While the plastic industry brings convenience to the life and production of human society, it also leads to the production of large amounts of waste plastic waste. Due to its inherent hardness, strength, durability and stability requirements, waste plastic products cannot be automatically degraded, and long-term exposure causes serious harm to the environment. At present, the disposal methods of plastic waste are usually landfill and incineration. This one-way process of "production-disposal-treatment" does not conform to the concept of circular economy and cannot solve the problem of "white pollution" from the source.
In 2004, Professor Richard C. Thompson of the University of Plymouth in the United Kingdom and others published a short article on Science, proposing the concept of "microplastics". A large number of non-degradable tiny plastic fragments (~20 μm) are gradually transferred to the soil and ocean in the environment, and finally enter the ecosystem and food chain, and are ingested by organisms including humans, threatening human health and the survival of animals and plants, and developing green Biodegradation strategies have become an urgent need in the fields of ecology and environment.
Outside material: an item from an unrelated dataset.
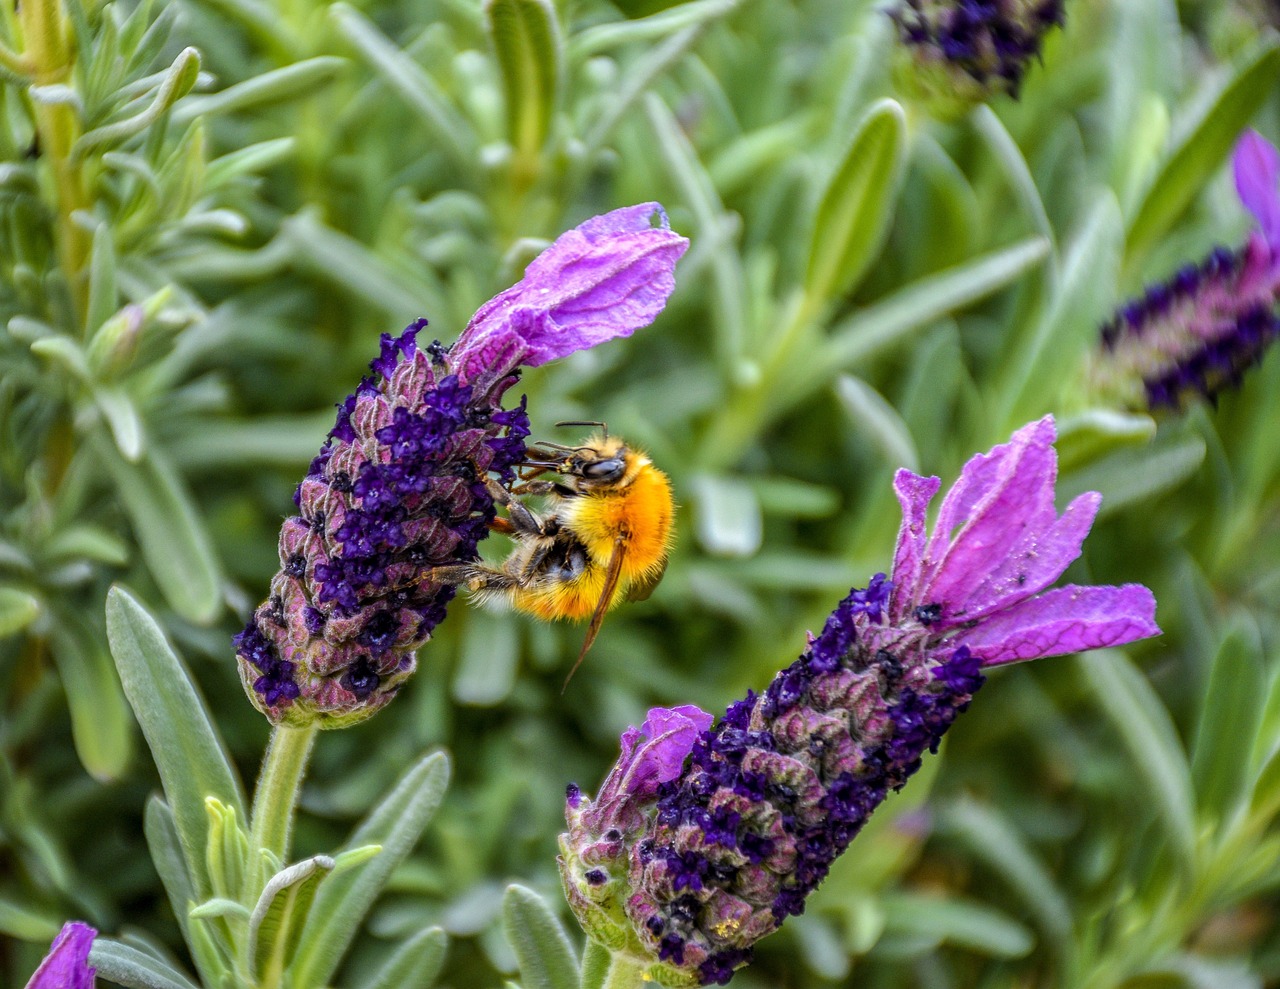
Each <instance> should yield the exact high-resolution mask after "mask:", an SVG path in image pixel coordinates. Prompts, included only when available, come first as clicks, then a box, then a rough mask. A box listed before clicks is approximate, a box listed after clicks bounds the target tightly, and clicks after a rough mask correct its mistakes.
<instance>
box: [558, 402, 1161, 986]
mask: <svg viewBox="0 0 1280 989" xmlns="http://www.w3.org/2000/svg"><path fill="white" fill-rule="evenodd" d="M1053 439H1055V429H1053V420H1052V418H1043V420H1041V421H1039V422H1033V423H1030V425H1028V426H1025V427H1023V429H1021V430H1019V431H1018V432H1015V434H1014V436H1012V439H1011V440H1010V441H1009V443H1007V444H1004V445H1000V447H996V448H995V449H993V450H991V453H988V454H983V455H978V457H974V458H973V459H972V461H969V463H968V464H966V466H965V468H964V471H963V473H961V476H960V480H959V482H957V484H956V485H955V486H954V487H952V489H951V491H950V493H948V494H947V496H946V498H945V499H943V503H942V507H941V510H940V512H938V518H937V522H936V523H934V528H933V534H932V536H929V535H928V534H927V532H925V510H927V508H928V505H929V502H931V500H932V499H933V496H934V495H936V494H937V491H938V486H940V482H938V479H937V477H919V476H916V475H914V473H911V472H909V471H899V472H897V476H896V477H895V481H893V487H895V491H896V493H897V498H899V502H900V503H901V505H902V527H901V530H900V532H899V539H897V549H896V551H895V557H893V571H892V578H886V577H884V574H883V573H879V574H876V577H874V578H872V581H870V585H869V586H868V587H867V589H865V590H854V591H851V592H850V594H849V596H847V597H845V600H844V601H841V603H840V605H838V606H837V608H836V610H835V613H833V614H832V615H831V618H828V619H827V623H826V626H824V627H823V629H822V633H820V635H819V636H817V637H810V641H809V644H808V647H806V649H805V651H804V654H803V655H801V656H800V659H797V660H796V661H795V663H792V664H791V665H790V667H787V668H786V669H785V670H782V672H781V673H778V674H777V677H774V679H773V682H772V683H771V684H769V687H768V688H767V690H765V691H764V693H762V695H759V696H756V695H755V693H749V695H748V696H746V699H745V700H741V701H739V702H736V704H733V705H731V706H730V709H728V710H727V711H726V714H724V716H723V718H721V720H719V723H718V724H716V727H714V728H712V729H709V731H704V732H701V733H700V734H699V737H698V740H696V742H695V743H694V745H692V748H691V750H690V759H689V763H687V765H686V766H684V769H682V771H681V773H680V774H678V775H677V777H675V778H672V779H669V780H668V782H666V783H662V784H660V786H658V788H657V795H655V798H654V797H650V796H649V791H648V789H637V791H635V792H631V793H626V792H623V793H620V792H618V786H620V780H622V779H625V777H626V773H627V770H626V768H625V766H626V763H627V760H626V759H623V760H622V761H621V763H620V764H618V766H617V768H616V769H614V770H613V773H612V774H611V775H609V782H608V783H607V784H605V789H602V795H600V798H599V800H596V801H595V802H591V801H588V800H585V797H582V796H581V795H580V793H579V792H577V791H576V789H571V792H570V807H568V812H567V819H568V824H570V829H568V833H567V834H564V835H562V838H561V851H562V856H561V871H562V875H563V878H564V887H566V890H567V894H568V899H570V903H571V906H572V907H573V910H575V912H576V914H577V916H579V919H580V920H581V922H582V926H584V929H585V930H586V931H588V934H589V935H590V937H593V938H594V939H596V940H599V942H600V943H602V944H605V945H607V947H609V948H611V949H613V951H614V952H625V953H627V954H628V956H631V957H632V958H635V960H637V961H640V962H641V963H643V965H648V966H649V967H648V970H646V971H648V974H649V976H650V977H653V979H655V980H657V981H659V983H662V984H663V985H668V986H686V985H690V986H691V985H707V984H712V983H718V984H723V983H727V981H728V980H730V977H731V976H732V974H733V971H735V970H736V969H739V967H741V966H742V965H745V963H746V962H748V961H749V958H750V953H751V945H753V944H754V943H755V942H756V940H759V939H760V938H762V937H764V935H765V934H769V933H771V931H773V930H774V929H777V926H778V925H780V924H781V922H782V921H783V920H785V919H786V917H788V916H791V915H792V914H800V912H801V911H803V910H804V902H805V897H806V896H808V894H809V893H810V892H812V890H813V889H814V888H815V887H817V885H818V883H820V882H822V879H823V878H824V876H826V875H827V871H828V870H829V867H831V864H832V862H833V861H835V858H836V856H838V855H840V853H841V852H842V851H844V850H845V848H846V847H847V844H849V842H850V841H852V838H854V835H855V834H858V832H859V830H860V829H861V827H863V824H865V821H867V819H868V818H869V815H870V814H872V811H873V810H876V807H877V806H879V803H881V802H882V801H883V800H884V797H886V796H887V795H888V793H890V791H895V789H899V788H901V787H902V784H904V783H905V782H906V780H908V778H909V777H910V775H911V774H913V773H914V771H915V770H916V769H919V766H920V760H922V757H923V756H924V754H925V752H929V751H937V746H938V742H940V741H941V738H942V734H943V733H945V732H946V729H947V728H948V727H950V725H951V722H952V720H954V719H955V716H956V715H957V714H959V713H960V711H963V710H965V709H966V708H968V706H969V701H970V700H972V697H973V695H974V692H975V691H977V690H978V687H980V686H982V683H983V679H984V677H983V670H984V669H987V668H988V667H995V665H1001V664H1005V663H1016V661H1021V660H1028V659H1037V658H1039V656H1052V655H1061V654H1065V653H1075V651H1079V650H1085V649H1096V647H1100V646H1115V645H1123V644H1125V642H1132V641H1134V640H1138V638H1144V637H1147V636H1153V635H1157V633H1158V632H1160V629H1158V627H1157V626H1156V622H1155V604H1156V603H1155V599H1153V597H1152V595H1151V591H1148V590H1147V589H1146V587H1142V586H1139V585H1125V586H1123V587H1088V586H1085V587H1080V586H1068V587H1060V589H1056V590H1047V589H1048V586H1050V585H1051V583H1053V581H1056V580H1057V578H1059V576H1061V573H1062V571H1064V569H1065V568H1066V567H1068V564H1070V563H1071V560H1073V559H1075V557H1078V555H1079V551H1080V546H1082V542H1083V540H1084V536H1085V535H1087V534H1088V531H1089V527H1091V526H1092V523H1093V517H1094V514H1096V513H1097V509H1098V503H1100V496H1098V495H1097V494H1094V493H1089V494H1084V495H1080V496H1079V498H1076V499H1075V500H1073V502H1071V504H1070V505H1068V508H1066V510H1065V512H1064V513H1062V514H1061V516H1059V514H1057V512H1056V509H1055V507H1053V484H1055V480H1056V475H1057V457H1056V453H1055V450H1053V447H1052V444H1053ZM625 750H627V751H628V752H630V751H631V750H630V748H627V746H626V745H625ZM623 791H625V786H623ZM605 792H607V793H608V796H607V798H605ZM605 802H608V805H609V806H625V807H626V812H625V814H621V815H618V814H612V812H611V811H608V810H607V809H605V807H604V803H605ZM640 811H643V814H641V812H640ZM637 818H639V821H641V823H637Z"/></svg>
In 2016, the Kohei Oda team of Kyoto University of Technology, Japan, reported in Science the first IsPETase degrading enzyme that can effectively degrade PET plastic with low crystallinity at 30°C. However, the enzyme has poor stability and cannot meet the needs of practical applications for biodegradation.
The team of Wu Bian, a researcher at the Institute of Microbiology, Chinese Academy of Sciences, proposed a new protein stability calculation design strategy (greedy accumulated strategy for protein engineering, GRAPE) (Figure 1). Based on computer protein design, the stability of IsPETase was modified, and the The redesigned enzyme with significantly enhanced stickiness provides new ideas for broadening the application scenarios of biodegradable plastics. Researchers adopted a fusion strategy, combined with four different single-point prediction algorithms supplemented by structural defect analysis, and predicted 85 potential beneficial mutations. After experimental tests on predicted mutations, 21 beneficial single point mutations (ΔTm ≥ 1.5°C) were obtained. Through the K-means clustering algorithm, researchers divided 21 beneficial single point mutations into 3 clusters, and performed iterative stacking of each cluster according to the greedy algorithm (Figure 2). After 10 rounds of iterative stacking, the researchers obtained the IsPETase mutant (named DuraPETase) whose melting temperature was increased by 31°C. Under mild conditions, the degradation efficiency of DuraPETase on 30% crystallinity PET film is 300 times higher than that of the wild type (Figure 3B). It can be observed by scanning electron microscope that the internal structure of the PET film after DuraPETase treatment has undergone significant corrosion changes (Figure 3D). Researchers analyzed the crystal structure of DuraPETase protein (Figure 4), verified the synergistic interaction between amino acids in the active site region of the mutant, and explored the molecular mechanism of DuraPETase performance improvement. The study achieved the complete degradation of 2g/L microplastics under mild conditions, and provided new treatment ideas for the pretreatment of microplastics in wastewater.
The advantage of the GRAPE strategy is to use clustering algorithm and greedy algorithm to perform systematic clustering analysis on the beneficial mutants obtained by calculation, and then combine the greedy algorithm to perform network iterative superposition, which greatly avoids the negative synergistic interaction between different mutation sites. Explore the superposition path of sequence space to the maximum in a short time. This research provides new ideas for computer-aided protein transformation, and provides a valuable tool for further understanding and promoting polyester hydrolysis in the natural environment.
related research results were published on ACS Catalysis and were selected as the cover article of the current issue. Assistant researcher Cui Yinglu and PhD student Yanchun Chen are the co-first authors of the paper, and Wu Bian is the corresponding author of the paper. Researchers of the Institute of Microbiology Xiang Hua, Tang Shuangyan, Du Wenbin, Tianjin Institute of Industrial Biotechnology Researcher Liu Weidong's team, University of Science and Technology of China Professor Liu Haiyan's team, Nanjing University Professor Liang Yong's team, and University of California Professor Houk provided important guidance and assistance for the research work. The research work was obtained by the National Natural Science Foundation of China and the European Union's cooperation project "Synthetic Plastic Degradation and Transformation of Microbial Flora", the National Key Research and Development Program, the National Natural Science Foundation of China Outstanding Youth Project and General Program, and the Chinese Academy of Sciences Strategic Biological Resources Service Network Program Biological Resources Library project, and the support of the Beijing Natural Science Foundation project.